Most of this variation can probably be attributed to Bishkek’s location – just south of the Kazakh steppe, locked between a river valley and the mountains that rise behind the city. But even in town temperatures vary – it’s often near ten degrees warmer around our flat than just a few kilometers away in the city center. I left our flat around ten thirty on Wednesday morning to take a small break from work by going to the Osh bazaar. The temperature hovered around zero here; the bazaar, which sits by a river bank, was whipped by cold winter winds. Men huddled around the sidewalk secondhand bazaars where stiff old jackets hung for sale in the dull winter light. Vendors kept their vegetables from freezing in bulb-heated glass displays. I pulled up my full hood when crossing the streets, and still my eyes stung with tears.

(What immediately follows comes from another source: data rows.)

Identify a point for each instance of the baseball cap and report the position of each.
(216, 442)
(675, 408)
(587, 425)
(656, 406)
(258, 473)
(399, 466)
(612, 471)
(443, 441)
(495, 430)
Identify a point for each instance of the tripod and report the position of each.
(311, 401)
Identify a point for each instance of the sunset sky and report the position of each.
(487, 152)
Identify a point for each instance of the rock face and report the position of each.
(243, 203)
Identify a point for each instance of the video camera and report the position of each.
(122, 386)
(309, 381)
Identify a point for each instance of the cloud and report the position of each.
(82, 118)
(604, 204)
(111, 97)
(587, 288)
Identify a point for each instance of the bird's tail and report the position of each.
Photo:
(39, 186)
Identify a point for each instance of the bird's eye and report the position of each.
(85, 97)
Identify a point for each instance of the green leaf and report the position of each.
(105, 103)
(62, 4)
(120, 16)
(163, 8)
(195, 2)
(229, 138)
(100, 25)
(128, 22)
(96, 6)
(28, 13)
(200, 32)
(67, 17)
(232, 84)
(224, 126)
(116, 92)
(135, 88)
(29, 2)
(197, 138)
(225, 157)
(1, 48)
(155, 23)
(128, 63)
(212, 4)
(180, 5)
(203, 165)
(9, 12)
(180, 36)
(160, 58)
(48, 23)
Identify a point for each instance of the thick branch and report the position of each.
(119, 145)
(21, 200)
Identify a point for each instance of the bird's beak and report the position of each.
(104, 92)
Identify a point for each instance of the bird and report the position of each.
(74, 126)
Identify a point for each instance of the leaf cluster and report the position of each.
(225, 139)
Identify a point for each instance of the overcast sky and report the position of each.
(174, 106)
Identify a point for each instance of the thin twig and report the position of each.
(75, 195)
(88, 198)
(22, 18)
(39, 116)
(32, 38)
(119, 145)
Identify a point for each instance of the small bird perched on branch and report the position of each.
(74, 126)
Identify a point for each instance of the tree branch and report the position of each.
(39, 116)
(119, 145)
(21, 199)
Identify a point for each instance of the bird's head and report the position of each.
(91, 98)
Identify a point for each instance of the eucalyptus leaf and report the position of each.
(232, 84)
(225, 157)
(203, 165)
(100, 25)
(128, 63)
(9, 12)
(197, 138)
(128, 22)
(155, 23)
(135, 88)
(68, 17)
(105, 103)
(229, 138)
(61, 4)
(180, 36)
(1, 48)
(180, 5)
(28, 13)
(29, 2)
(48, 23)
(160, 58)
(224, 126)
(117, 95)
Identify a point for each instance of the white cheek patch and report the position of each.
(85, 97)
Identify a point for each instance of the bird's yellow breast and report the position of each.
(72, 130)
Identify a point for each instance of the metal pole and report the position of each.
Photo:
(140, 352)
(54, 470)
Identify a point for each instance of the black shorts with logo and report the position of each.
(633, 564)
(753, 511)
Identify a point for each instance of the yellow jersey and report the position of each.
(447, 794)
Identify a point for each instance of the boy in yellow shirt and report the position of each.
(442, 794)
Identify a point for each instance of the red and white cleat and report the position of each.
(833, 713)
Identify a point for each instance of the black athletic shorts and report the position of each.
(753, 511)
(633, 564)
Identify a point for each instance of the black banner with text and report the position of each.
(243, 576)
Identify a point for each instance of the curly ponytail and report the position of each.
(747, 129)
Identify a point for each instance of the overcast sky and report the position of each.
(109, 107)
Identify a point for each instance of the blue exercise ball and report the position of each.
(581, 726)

And the other odd attribute to Bishkek’s weather: while mornings are often crisp, clear and cloudless (L, 8am), by noon a haze of brownish-grey often settles over the city and sticks until nightfall (R, 5:40pm). Sometimes in the dusk it turns a dull pink. While locals and Bishkek-defenders alike are eager to dub it ‘haze’ in the spirit of Beijing air officials, we suspect it’s a mixture of dust (roads, construction) and pollution (cars, coal still burned in winter) clinging to the think layer of actual fog. Either way, it makes for many a disappointing and subdued afternoon.